Absolument, mais la sécurité est aussi importante pour nous écologistes que pour les autres. Ma réalité par rapport aux actes terroristes et à la guerre au Proche-Orient, c’est aussi ma maman qui me dit que, quand elle est dans le métro, elle attend que les portes soient ouvertes pour s’avancer. Parce qu’elle a peur qu’on a la pousse sur les rails. C’est ça aujourd’hui aussi la réalité de la communauté musulmane, et de la communauté juive, qui s’inquiète. Il n’y a aucune raison de laisser l’enjeu de la sécurité à la droite.

Zakia Khattabi, est une femme politique belge bruxelloise francophone, membre du parti Ecolo. Elle a été coprésidente du parti du 22 mars 2015 au 15 septembre 2019, d'abord avec Patrick Dupriez, puis avec Jean-Marc Nollet à partir du 9 novembre 2018
Zakia Khattabi, est une femme politique belge bruxelloise francophone, membre du parti Ecolo. Elle a été coprésidente du parti du 22 mars 2015 au 15 septembre 2019, d’abord avec Patrick Dupriez, puis avec Jean-Marc Nollet à partir du 9 novembre 2018 ©cameriere ennio

Mais quand on parle de sécurité, on ne parle pas, par exemple, du climat.

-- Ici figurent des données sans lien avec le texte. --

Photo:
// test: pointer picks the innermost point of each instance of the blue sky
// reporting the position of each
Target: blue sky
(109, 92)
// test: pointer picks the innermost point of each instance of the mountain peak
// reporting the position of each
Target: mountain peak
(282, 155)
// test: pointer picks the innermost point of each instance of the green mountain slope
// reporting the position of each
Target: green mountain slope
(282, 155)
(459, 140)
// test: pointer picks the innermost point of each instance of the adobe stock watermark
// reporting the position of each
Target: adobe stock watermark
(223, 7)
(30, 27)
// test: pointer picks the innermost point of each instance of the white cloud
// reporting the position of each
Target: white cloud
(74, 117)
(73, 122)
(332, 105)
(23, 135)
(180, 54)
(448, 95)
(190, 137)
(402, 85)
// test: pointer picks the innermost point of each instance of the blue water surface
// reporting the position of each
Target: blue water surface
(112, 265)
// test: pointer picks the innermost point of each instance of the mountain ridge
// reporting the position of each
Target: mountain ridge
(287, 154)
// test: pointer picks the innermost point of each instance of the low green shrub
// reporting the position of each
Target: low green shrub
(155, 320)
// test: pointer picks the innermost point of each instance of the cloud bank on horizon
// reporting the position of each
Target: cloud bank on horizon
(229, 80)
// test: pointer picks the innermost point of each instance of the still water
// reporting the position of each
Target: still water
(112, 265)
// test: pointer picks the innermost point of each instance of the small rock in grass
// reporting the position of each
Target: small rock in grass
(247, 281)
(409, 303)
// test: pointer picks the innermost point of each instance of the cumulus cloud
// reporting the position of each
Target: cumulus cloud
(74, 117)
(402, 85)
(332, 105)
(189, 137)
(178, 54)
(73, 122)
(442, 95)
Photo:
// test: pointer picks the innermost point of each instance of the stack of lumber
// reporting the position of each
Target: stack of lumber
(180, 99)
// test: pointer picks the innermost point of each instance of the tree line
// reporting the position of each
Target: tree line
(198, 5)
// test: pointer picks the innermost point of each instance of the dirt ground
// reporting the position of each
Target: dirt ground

Le climat est la question sociale du siècle. Je considère aussi que le climat est une question de sécurité nationale. On l’a vu avec les inondations. La question de l’asile à un moment donné va aussi tourner autour du climat et amener de nouvelles vagues migratoires. Ma candidature au fédéral, je le répète, je la présente au nom des miens et à la mémoire de mon père. Je le dis avec beaucoup d’émotions, c’est encore très récent, c’est la rencontre de mon père avec la Belgique qui a permis ça (sa voix tremble à nouveau, NdlR). La vague migratoire n’a pas fourni des terroristes, mais des ministres, des avocats, des médecins, des balayeurs de rue, des commerçants. Je veux qu’on le reconnaisse. Et en disant ça, je ne minimise pas la réalité de l’attentat terroriste.

Vous avez renoncé à être la première femme ministre-Présidente bruxelloise ?

J’ai toujours dit non. Et puis, je me suis posé la question : ne serait-ce pas, dans le climat ambiant, un signal à donner ? Mais, malgré le symbole, il reste qu’il faut faire. Et la Région, ce ne sont pas mes matières ni mon domaine d’expertise.